Pour les petites entreprises peu ou pas dotée en RH, proposer un accompagnement individualisé au recrutement et en conseil RH
Les petites entreprises n’ont généralement pas de ressource RH en interne pour prendre à bras le corps les questions d’inclusion économique. Elles sont toutes absorbées sur la réponse à leurs besoins (souvent immédiats) de recrutement. Elles ne savent bien souvent pas se saisir des outils du service public de l’emploi, pourtant non payants.
- Proposition de mettre en place un contrat territorial pour l’accompagnement au recrutement via les clubs 10 000 entreprises entre les représentants des entreprises et les services publics de l’emploi en matière d’accompagnement individualisé des TPE et PME. Les représentants des entreprises du territoire (DIRECCTE/Préfecture) joueraient le rôle d’intermédiation entre les entreprises et les acteurs de l’emploi, à commencer par Pôle emploi, pour amener les entreprises à se saisir davantage des outils publics (comme les conseillers entreprises de Pôle emploi ou les aides à la formation).
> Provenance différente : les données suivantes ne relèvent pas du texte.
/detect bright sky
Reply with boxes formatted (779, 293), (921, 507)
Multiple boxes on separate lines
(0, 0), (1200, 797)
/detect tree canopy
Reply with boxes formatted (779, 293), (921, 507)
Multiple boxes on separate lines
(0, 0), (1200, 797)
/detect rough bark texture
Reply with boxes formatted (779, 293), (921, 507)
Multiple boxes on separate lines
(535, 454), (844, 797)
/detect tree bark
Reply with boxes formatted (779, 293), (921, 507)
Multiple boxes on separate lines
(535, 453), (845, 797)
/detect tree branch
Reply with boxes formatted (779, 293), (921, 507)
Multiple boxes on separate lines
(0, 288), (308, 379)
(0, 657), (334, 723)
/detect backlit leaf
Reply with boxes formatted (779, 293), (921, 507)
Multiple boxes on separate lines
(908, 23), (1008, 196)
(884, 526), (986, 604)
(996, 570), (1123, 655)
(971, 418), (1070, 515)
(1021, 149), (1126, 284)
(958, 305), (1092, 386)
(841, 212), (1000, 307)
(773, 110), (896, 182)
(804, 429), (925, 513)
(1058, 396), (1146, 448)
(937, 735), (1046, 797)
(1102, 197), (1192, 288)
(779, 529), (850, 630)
- Ce contrat territorial prendra en considération les éléments avancés par l’entreprise dans le cadre de sa raison d’être, de son objet social lorsqu’il existe.
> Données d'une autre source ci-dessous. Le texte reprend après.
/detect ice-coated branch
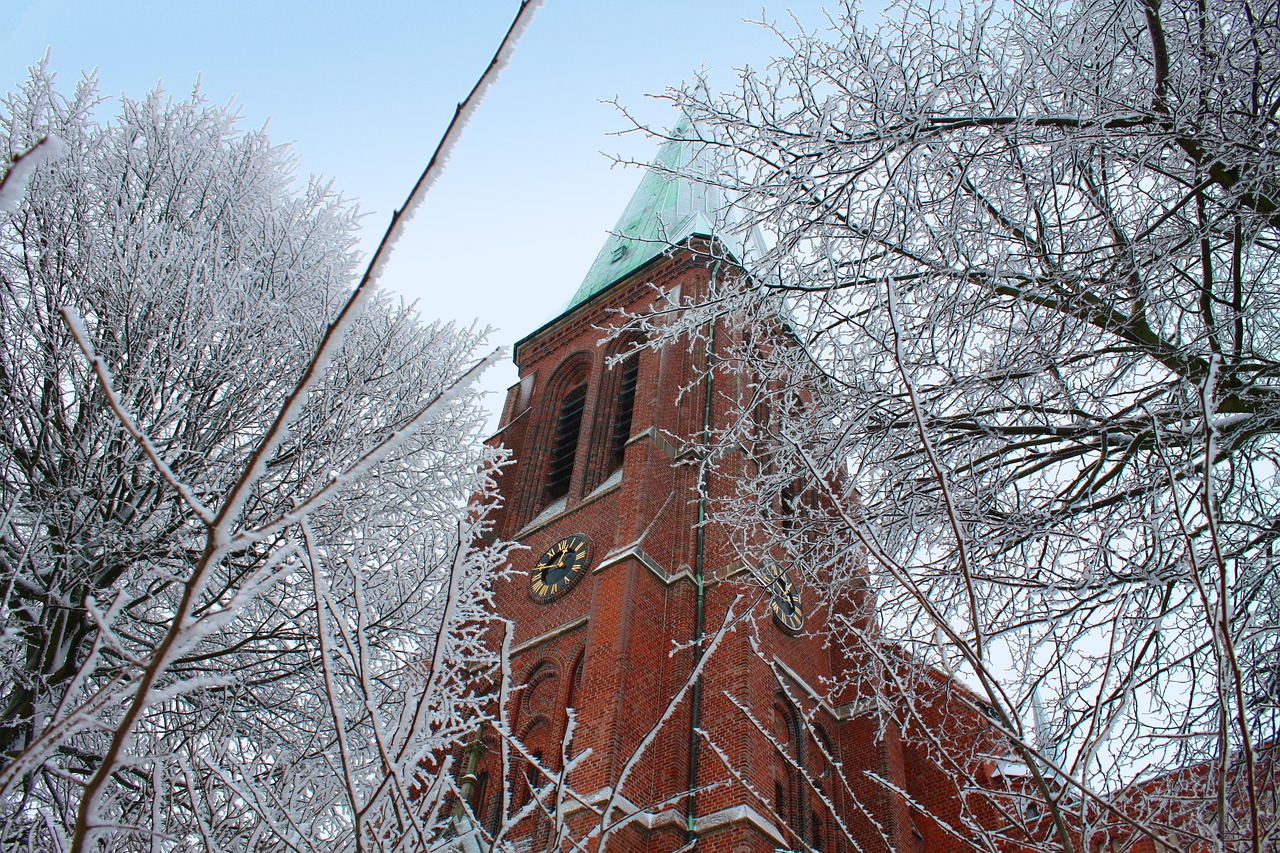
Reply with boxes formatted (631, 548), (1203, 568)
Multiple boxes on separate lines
(0, 133), (63, 213)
- Le mécénat de compétences peut être mobilisé sur le terrain. Des entreprises de taille plus importante ayant déjà travaillé le sujet des discriminations peuvent détacher un salarié dans une PME à cette fin et ainsi renforcé l’intelligence collective de l’eco système territorial.
- Proposition de plan d’action
Quelques territoires pourraient faire l’objet d’un cadre expérimental de 24 mois pour mesurer les freins locaux et le gap entre la stratégie nationale, le cadre juridique déjà largement fournit sur le sujet de la lutte contre les discriminations, et le besoin des employeurs locaux.
Sur le plan territorial
De mon point de vue, le temps de la simple animation et sensibilisation sur les pratiques de recrutement sans discriminer est largement dépassé. Il est urgent de passer à une logique de contractualisation avec les chambres consulaires, fédérations professionnelles et associations locales d’employeurs pour s’engager :
- Sur un plan de mobilisation départemental ;
- Les conditions du déploiement du testing territorial (attendus, méthodologie…) ;
- Les conditions contractualisées du plan d’amélioration si des discriminations étaient avérées.
Pour les entreprises, le dispositif répondrait aux principes suivants :
- Contractualisation en amont de la campagne de testing
- Mesure des écarts, avec une méthodologie transparente de testing
- Si le testing révèle des pratiques discriminatoires par l’entreprise, celle-ci doit s’engager dans un plan d’action
- En cas d’absence de réaction ou de résultats de l’entreprise :
- Pour les entreprises +500 salariés : activer la sanction du « name and shame» et une sanction sur la notation extra-financière (sociétés non cotées de +500 salariés et affichant un chiffre d’affaire ou un total de bilan de +100 000 M€)
- Pour les entreprises -500 salariés : reprise du plan d’action avec de nouveaux engagements
- Si au bout de 5 ans il n’y a pas de progrès global : mise en place d’une taxe (sur le modèle des 1% du chiffre d’affaire en cas de non respect de l’égalité professionnelle).